In terms of other results, we found that the tumor adapted to the CAR T cells. The CAR T cells lost the EGFRvIII target that they were going after, which indicates activity against the tumor, but the tumor also mounted an immunosuppressive response. Tumors that didn't have high levels of immune checkpoints all of sudden had high levels of immune checkpoints, and started making the proteins that turn off T cells. So it seems that the tumors didn't just sit idly by while this immune cell infiltrate was happening; they actually responded to it.

MDLinx: Was that response expected?

Dr. Maus: Not really; at least I didn't expect it. I don't think it had ever been shown before with CAR T cells in solid tumors, or in any other kind of tumor.

MDLinx: What do you think could be done to overcome that immune response?

Dr. Maus: A couple of things. There are now a lot of checkpoint blockade antibodies like anti-PD1 and anti-PDL1 that specifically address this immunosuppressive environment that's present in tumors. Also, as I said, we were fairly conservative in giving only one dose but one could consider giving more doses, and giving it in combination with checkpoint blockade antibodies to change that immunosuppressive environment. One could also potentially administer the CAR T cells directly into the tumor itself so that we could get higher numbers into the tumors.

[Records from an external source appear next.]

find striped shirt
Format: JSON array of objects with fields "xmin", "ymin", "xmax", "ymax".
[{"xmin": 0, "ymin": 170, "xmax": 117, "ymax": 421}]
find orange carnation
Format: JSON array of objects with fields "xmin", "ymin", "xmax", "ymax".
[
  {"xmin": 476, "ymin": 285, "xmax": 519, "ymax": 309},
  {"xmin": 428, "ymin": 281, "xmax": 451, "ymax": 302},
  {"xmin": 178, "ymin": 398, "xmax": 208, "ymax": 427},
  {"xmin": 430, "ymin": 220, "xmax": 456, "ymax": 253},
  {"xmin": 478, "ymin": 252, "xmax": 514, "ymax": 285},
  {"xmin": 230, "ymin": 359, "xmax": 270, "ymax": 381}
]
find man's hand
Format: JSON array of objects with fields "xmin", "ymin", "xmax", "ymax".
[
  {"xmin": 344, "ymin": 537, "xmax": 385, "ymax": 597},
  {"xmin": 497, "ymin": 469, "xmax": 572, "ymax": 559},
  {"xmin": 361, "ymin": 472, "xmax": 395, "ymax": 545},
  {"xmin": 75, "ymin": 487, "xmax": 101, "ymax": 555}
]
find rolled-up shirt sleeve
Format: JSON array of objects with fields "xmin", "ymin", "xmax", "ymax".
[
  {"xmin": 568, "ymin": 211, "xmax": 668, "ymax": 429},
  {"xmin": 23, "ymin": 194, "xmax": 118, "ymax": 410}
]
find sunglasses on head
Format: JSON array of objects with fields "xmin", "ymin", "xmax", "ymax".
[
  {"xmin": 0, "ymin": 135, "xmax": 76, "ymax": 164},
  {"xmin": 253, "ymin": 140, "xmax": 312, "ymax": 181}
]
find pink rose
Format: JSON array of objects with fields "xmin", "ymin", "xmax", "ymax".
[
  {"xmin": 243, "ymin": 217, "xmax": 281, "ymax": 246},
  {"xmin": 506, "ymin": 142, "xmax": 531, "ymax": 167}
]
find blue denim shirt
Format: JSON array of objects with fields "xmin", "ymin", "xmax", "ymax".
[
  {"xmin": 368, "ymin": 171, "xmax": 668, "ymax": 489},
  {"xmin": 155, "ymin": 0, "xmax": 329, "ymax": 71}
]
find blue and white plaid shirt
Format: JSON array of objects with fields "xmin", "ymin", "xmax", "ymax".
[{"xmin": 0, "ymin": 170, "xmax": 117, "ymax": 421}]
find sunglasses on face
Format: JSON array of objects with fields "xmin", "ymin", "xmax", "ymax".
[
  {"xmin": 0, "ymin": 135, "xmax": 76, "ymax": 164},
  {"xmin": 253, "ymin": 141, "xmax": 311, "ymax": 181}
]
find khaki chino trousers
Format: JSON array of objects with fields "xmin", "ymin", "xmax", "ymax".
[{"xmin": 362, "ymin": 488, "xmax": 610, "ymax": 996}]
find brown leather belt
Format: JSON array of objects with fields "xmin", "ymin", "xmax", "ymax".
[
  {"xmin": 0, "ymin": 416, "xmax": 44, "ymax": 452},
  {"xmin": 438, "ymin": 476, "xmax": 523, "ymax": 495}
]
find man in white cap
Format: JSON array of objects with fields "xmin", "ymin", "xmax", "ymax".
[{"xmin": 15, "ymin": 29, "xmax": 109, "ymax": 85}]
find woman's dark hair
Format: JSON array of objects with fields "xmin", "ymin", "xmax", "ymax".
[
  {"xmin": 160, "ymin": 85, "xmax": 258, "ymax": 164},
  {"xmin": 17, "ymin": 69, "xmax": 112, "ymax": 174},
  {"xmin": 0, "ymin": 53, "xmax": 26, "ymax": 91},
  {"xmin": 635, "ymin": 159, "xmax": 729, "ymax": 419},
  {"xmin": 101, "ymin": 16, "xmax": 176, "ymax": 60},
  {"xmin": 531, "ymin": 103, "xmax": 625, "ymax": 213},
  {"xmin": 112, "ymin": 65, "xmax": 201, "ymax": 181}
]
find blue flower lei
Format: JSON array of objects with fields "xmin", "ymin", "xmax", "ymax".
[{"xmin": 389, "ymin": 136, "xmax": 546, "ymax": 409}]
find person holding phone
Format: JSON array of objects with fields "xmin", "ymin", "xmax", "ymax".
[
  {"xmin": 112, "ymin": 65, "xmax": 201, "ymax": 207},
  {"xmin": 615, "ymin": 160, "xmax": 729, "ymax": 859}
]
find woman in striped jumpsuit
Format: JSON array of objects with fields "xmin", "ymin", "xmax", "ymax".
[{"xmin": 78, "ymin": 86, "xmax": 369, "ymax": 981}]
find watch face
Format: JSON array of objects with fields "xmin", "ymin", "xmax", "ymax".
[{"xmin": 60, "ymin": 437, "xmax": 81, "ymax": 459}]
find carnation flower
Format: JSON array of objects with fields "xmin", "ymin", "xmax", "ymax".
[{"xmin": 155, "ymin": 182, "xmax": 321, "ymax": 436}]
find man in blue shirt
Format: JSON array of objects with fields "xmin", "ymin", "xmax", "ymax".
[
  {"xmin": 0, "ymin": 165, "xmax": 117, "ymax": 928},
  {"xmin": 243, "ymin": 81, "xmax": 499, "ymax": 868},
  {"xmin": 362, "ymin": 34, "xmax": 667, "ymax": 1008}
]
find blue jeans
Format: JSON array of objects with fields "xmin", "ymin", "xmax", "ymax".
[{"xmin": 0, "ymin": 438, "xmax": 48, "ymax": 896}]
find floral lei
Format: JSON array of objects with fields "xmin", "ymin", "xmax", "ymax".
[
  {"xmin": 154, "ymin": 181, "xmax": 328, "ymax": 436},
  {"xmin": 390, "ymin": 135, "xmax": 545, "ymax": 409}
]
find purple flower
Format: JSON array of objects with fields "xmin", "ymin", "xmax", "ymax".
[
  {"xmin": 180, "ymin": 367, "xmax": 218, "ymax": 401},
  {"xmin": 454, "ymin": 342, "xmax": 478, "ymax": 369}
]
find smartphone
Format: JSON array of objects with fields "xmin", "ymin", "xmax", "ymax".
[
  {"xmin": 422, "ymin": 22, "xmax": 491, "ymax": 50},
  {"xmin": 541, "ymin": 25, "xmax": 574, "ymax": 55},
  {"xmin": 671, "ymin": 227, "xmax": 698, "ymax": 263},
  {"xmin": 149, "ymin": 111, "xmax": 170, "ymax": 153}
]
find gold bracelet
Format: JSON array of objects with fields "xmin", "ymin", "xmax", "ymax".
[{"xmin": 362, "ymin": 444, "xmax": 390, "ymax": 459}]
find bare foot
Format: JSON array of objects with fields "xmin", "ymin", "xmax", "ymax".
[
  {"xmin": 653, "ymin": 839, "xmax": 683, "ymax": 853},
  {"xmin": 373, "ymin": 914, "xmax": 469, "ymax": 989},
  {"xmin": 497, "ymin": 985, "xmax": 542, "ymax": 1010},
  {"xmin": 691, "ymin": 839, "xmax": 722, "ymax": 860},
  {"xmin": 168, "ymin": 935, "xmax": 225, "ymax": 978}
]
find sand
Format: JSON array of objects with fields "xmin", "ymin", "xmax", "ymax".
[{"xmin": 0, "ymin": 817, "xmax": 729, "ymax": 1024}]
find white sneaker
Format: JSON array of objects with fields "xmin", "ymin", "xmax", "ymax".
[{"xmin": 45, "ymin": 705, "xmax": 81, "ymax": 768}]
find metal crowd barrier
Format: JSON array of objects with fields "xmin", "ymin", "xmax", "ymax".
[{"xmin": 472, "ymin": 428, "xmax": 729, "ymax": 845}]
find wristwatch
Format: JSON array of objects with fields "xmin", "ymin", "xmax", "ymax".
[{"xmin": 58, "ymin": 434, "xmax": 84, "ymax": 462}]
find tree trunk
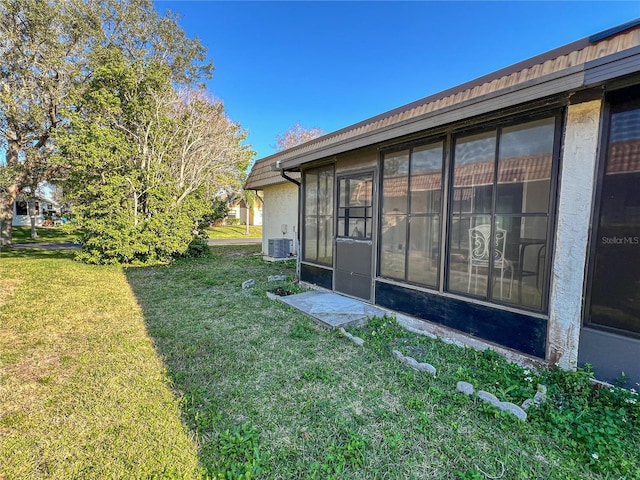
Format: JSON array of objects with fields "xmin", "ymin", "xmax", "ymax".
[
  {"xmin": 0, "ymin": 139, "xmax": 20, "ymax": 246},
  {"xmin": 0, "ymin": 185, "xmax": 18, "ymax": 247}
]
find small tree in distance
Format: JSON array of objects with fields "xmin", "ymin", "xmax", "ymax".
[{"xmin": 274, "ymin": 123, "xmax": 327, "ymax": 152}]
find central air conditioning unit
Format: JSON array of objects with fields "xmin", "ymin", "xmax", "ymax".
[{"xmin": 269, "ymin": 238, "xmax": 293, "ymax": 258}]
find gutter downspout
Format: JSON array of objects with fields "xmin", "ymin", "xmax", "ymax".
[{"xmin": 278, "ymin": 169, "xmax": 302, "ymax": 282}]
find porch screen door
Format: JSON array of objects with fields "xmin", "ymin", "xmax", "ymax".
[{"xmin": 334, "ymin": 172, "xmax": 374, "ymax": 301}]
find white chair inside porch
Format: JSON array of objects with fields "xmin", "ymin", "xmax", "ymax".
[{"xmin": 467, "ymin": 225, "xmax": 513, "ymax": 298}]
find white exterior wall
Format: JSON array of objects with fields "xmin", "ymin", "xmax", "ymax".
[
  {"xmin": 547, "ymin": 100, "xmax": 602, "ymax": 369},
  {"xmin": 262, "ymin": 182, "xmax": 298, "ymax": 255}
]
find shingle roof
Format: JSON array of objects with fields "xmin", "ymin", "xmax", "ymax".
[
  {"xmin": 244, "ymin": 158, "xmax": 287, "ymax": 190},
  {"xmin": 252, "ymin": 20, "xmax": 640, "ymax": 173}
]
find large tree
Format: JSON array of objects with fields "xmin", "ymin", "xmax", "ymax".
[{"xmin": 0, "ymin": 0, "xmax": 213, "ymax": 245}]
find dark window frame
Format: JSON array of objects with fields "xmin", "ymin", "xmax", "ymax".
[
  {"xmin": 442, "ymin": 107, "xmax": 566, "ymax": 314},
  {"xmin": 582, "ymin": 85, "xmax": 640, "ymax": 339},
  {"xmin": 334, "ymin": 171, "xmax": 375, "ymax": 240},
  {"xmin": 300, "ymin": 164, "xmax": 336, "ymax": 267}
]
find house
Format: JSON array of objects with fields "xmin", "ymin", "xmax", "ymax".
[
  {"xmin": 244, "ymin": 158, "xmax": 300, "ymax": 258},
  {"xmin": 227, "ymin": 196, "xmax": 262, "ymax": 225},
  {"xmin": 252, "ymin": 20, "xmax": 640, "ymax": 385},
  {"xmin": 12, "ymin": 195, "xmax": 60, "ymax": 227}
]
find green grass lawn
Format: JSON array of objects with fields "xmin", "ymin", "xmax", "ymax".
[
  {"xmin": 207, "ymin": 225, "xmax": 262, "ymax": 240},
  {"xmin": 0, "ymin": 246, "xmax": 640, "ymax": 479},
  {"xmin": 12, "ymin": 227, "xmax": 78, "ymax": 243}
]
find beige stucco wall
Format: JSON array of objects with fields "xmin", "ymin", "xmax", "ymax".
[
  {"xmin": 547, "ymin": 96, "xmax": 602, "ymax": 369},
  {"xmin": 262, "ymin": 182, "xmax": 298, "ymax": 255}
]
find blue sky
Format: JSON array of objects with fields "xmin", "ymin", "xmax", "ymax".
[{"xmin": 156, "ymin": 0, "xmax": 640, "ymax": 158}]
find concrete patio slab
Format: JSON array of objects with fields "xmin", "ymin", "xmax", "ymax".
[{"xmin": 278, "ymin": 290, "xmax": 385, "ymax": 328}]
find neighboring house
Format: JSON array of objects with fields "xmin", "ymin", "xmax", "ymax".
[
  {"xmin": 244, "ymin": 159, "xmax": 300, "ymax": 256},
  {"xmin": 12, "ymin": 195, "xmax": 60, "ymax": 227},
  {"xmin": 248, "ymin": 20, "xmax": 640, "ymax": 385},
  {"xmin": 227, "ymin": 200, "xmax": 262, "ymax": 225}
]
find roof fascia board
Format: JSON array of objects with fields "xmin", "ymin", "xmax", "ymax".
[
  {"xmin": 584, "ymin": 46, "xmax": 640, "ymax": 86},
  {"xmin": 282, "ymin": 64, "xmax": 584, "ymax": 169}
]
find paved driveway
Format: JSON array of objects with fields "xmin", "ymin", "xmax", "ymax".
[
  {"xmin": 9, "ymin": 242, "xmax": 80, "ymax": 250},
  {"xmin": 208, "ymin": 238, "xmax": 262, "ymax": 245}
]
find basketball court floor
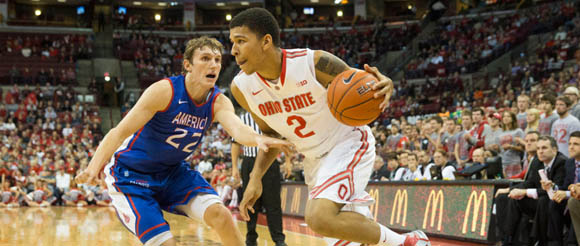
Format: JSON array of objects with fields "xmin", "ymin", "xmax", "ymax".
[{"xmin": 0, "ymin": 207, "xmax": 490, "ymax": 246}]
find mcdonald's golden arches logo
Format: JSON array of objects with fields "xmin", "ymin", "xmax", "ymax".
[
  {"xmin": 423, "ymin": 190, "xmax": 445, "ymax": 231},
  {"xmin": 369, "ymin": 189, "xmax": 380, "ymax": 221},
  {"xmin": 390, "ymin": 190, "xmax": 409, "ymax": 226},
  {"xmin": 290, "ymin": 187, "xmax": 302, "ymax": 213},
  {"xmin": 461, "ymin": 190, "xmax": 487, "ymax": 236}
]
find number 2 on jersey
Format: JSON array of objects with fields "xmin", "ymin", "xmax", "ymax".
[
  {"xmin": 286, "ymin": 115, "xmax": 314, "ymax": 138},
  {"xmin": 165, "ymin": 128, "xmax": 201, "ymax": 153}
]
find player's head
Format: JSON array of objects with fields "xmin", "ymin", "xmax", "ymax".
[
  {"xmin": 183, "ymin": 36, "xmax": 223, "ymax": 86},
  {"xmin": 230, "ymin": 8, "xmax": 280, "ymax": 74}
]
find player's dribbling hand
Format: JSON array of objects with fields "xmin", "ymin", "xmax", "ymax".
[
  {"xmin": 552, "ymin": 190, "xmax": 567, "ymax": 203},
  {"xmin": 240, "ymin": 178, "xmax": 262, "ymax": 221},
  {"xmin": 75, "ymin": 168, "xmax": 98, "ymax": 185},
  {"xmin": 256, "ymin": 136, "xmax": 295, "ymax": 153},
  {"xmin": 365, "ymin": 64, "xmax": 393, "ymax": 112}
]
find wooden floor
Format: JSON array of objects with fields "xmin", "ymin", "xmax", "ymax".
[
  {"xmin": 0, "ymin": 207, "xmax": 324, "ymax": 246},
  {"xmin": 0, "ymin": 207, "xmax": 478, "ymax": 246}
]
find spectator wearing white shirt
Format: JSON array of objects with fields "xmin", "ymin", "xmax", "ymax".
[
  {"xmin": 62, "ymin": 123, "xmax": 72, "ymax": 138},
  {"xmin": 44, "ymin": 107, "xmax": 57, "ymax": 119},
  {"xmin": 425, "ymin": 149, "xmax": 456, "ymax": 180},
  {"xmin": 403, "ymin": 153, "xmax": 423, "ymax": 181},
  {"xmin": 197, "ymin": 158, "xmax": 213, "ymax": 173}
]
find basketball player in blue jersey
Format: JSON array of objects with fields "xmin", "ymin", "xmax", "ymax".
[{"xmin": 76, "ymin": 37, "xmax": 291, "ymax": 246}]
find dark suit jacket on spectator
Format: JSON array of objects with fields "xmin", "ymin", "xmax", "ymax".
[{"xmin": 514, "ymin": 152, "xmax": 567, "ymax": 197}]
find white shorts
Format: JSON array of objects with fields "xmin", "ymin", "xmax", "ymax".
[{"xmin": 304, "ymin": 126, "xmax": 376, "ymax": 206}]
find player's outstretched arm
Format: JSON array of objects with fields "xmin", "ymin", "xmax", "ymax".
[
  {"xmin": 75, "ymin": 80, "xmax": 173, "ymax": 184},
  {"xmin": 314, "ymin": 50, "xmax": 393, "ymax": 111}
]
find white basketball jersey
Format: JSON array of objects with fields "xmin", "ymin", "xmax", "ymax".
[{"xmin": 233, "ymin": 49, "xmax": 355, "ymax": 158}]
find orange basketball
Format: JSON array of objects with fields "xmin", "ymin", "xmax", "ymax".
[{"xmin": 326, "ymin": 69, "xmax": 383, "ymax": 126}]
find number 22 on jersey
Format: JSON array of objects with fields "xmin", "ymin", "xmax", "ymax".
[{"xmin": 165, "ymin": 128, "xmax": 201, "ymax": 153}]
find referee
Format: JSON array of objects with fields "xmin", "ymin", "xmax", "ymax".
[{"xmin": 232, "ymin": 112, "xmax": 286, "ymax": 246}]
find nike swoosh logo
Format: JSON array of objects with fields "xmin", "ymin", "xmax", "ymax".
[
  {"xmin": 342, "ymin": 72, "xmax": 356, "ymax": 84},
  {"xmin": 252, "ymin": 89, "xmax": 264, "ymax": 96}
]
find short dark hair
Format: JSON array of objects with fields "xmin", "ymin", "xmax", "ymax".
[
  {"xmin": 385, "ymin": 152, "xmax": 397, "ymax": 161},
  {"xmin": 429, "ymin": 115, "xmax": 443, "ymax": 125},
  {"xmin": 538, "ymin": 135, "xmax": 558, "ymax": 149},
  {"xmin": 501, "ymin": 110, "xmax": 518, "ymax": 131},
  {"xmin": 461, "ymin": 109, "xmax": 473, "ymax": 118},
  {"xmin": 570, "ymin": 131, "xmax": 580, "ymax": 138},
  {"xmin": 473, "ymin": 107, "xmax": 485, "ymax": 116},
  {"xmin": 526, "ymin": 131, "xmax": 542, "ymax": 138},
  {"xmin": 230, "ymin": 8, "xmax": 280, "ymax": 47},
  {"xmin": 556, "ymin": 96, "xmax": 572, "ymax": 108},
  {"xmin": 435, "ymin": 149, "xmax": 447, "ymax": 158},
  {"xmin": 540, "ymin": 93, "xmax": 556, "ymax": 108}
]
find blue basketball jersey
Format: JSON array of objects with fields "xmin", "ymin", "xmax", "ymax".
[{"xmin": 114, "ymin": 75, "xmax": 220, "ymax": 173}]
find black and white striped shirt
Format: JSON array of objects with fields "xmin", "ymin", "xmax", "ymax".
[{"xmin": 233, "ymin": 112, "xmax": 262, "ymax": 157}]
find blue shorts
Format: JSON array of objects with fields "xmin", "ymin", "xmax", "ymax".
[{"xmin": 104, "ymin": 160, "xmax": 217, "ymax": 243}]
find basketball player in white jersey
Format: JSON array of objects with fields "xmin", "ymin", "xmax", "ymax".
[{"xmin": 230, "ymin": 8, "xmax": 430, "ymax": 246}]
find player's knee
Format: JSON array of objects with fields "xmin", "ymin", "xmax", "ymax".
[
  {"xmin": 304, "ymin": 213, "xmax": 333, "ymax": 236},
  {"xmin": 203, "ymin": 203, "xmax": 232, "ymax": 229}
]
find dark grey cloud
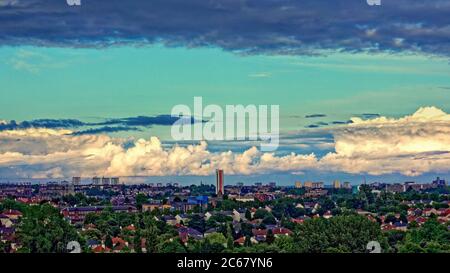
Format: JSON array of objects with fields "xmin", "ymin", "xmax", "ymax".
[
  {"xmin": 305, "ymin": 114, "xmax": 327, "ymax": 118},
  {"xmin": 0, "ymin": 115, "xmax": 199, "ymax": 135},
  {"xmin": 0, "ymin": 0, "xmax": 450, "ymax": 56},
  {"xmin": 91, "ymin": 115, "xmax": 197, "ymax": 126},
  {"xmin": 0, "ymin": 119, "xmax": 85, "ymax": 131},
  {"xmin": 357, "ymin": 113, "xmax": 381, "ymax": 119},
  {"xmin": 331, "ymin": 120, "xmax": 353, "ymax": 125},
  {"xmin": 72, "ymin": 126, "xmax": 141, "ymax": 136}
]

Even though the T cells were able to get into the tumor, what we don't know is how many you need to be there in order to have a potent antitumor effect.

MDLinx: What's the next step in this line of research?

Dr. Maus: This study was done at the University of Pennsylvania. I've since moved to Massachusetts General Hospital. In my laboratory now, we're going back to the bench. We're going to design CAR T cells that are resistant to this immunosuppressive environment and that can address some of the antigen escapes. We're making CAR T cells that will target two antigens on glioblastoma instead of just one, and we're modeling the effect of the immunosuppressive Treg cells on CAR T cells directed to glioblastoma.

About Dr. Maus: Marcela Maus, MD, PhD, is an Assistant Professor of Medicine at Harvard Medical School and Director of Cellular Immunotherapy at Massachusetts General Hospital Cancer Center, in Boston, MA.

This study was supported by an alliance between the University of Pennsylvania and Novartis for the development of CAR T cells for cancer.